The institute provides access to archival materials of nationally important Dutch product designers and encourages their use by supplying digital copies for use in books, lectures and exhibitions. The institute will also carry out activities in cooperation with other organisations. Named for the engineer Louis Christiaan Kalff (1897–1976), Philips’s leading aesthetic light for more than four decades, it opened on 15 April.
At a symposium on the opening day, speakers discussed the importance of preserving, studying and exhibiting industrial product archives. The participants were Peter van Dam, the author of a biography of Louis Kalff; the visual information designer Paul Mijksenaar; Timo de Rijk of VU University Amsterdam and Delft University of Technology; Mary-Ann Schreurs, Eindhoven’s councillor for innovation, culture and public space; Marie-Christine van der Sman of the Nederlands Archief Grafisch Ontwerpers (NAGO); Job Meihuizen of Premsela; and Mienke Simon Thomas of the Museum Boijmans Van Beuningen.
Also at the opening, the industrial designer Joop Istha, who began his career at Philips in the 1950s, transferred his archive to the Louis Kalff Instituut. In addition, the institute will receive about 4,000 sketches of appliances such as refrigerators, vacuum cleaners and washing machines. The archive will also include posters designed by Kalff, Philips’ longtime marketing chief and the architect of Eindhoven’s Evoluon conference centre.
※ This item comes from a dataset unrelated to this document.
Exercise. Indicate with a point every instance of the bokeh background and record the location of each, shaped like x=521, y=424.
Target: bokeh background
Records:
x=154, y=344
Kalff’s work will be the institute’s focus next year.
The Louis Kalff Instituut is an initiative of Premsela, the RHCe, Design Cooperation Brainport and NAGO. It is the first organisation in the Netherlands devoted exclusively to preserving and making accessible archival material of nationally important product designers.
Premsela is also working to establish a heritage centre for graphic design, advertising and typography in Amsterdam and a fashion centre in Arnhem.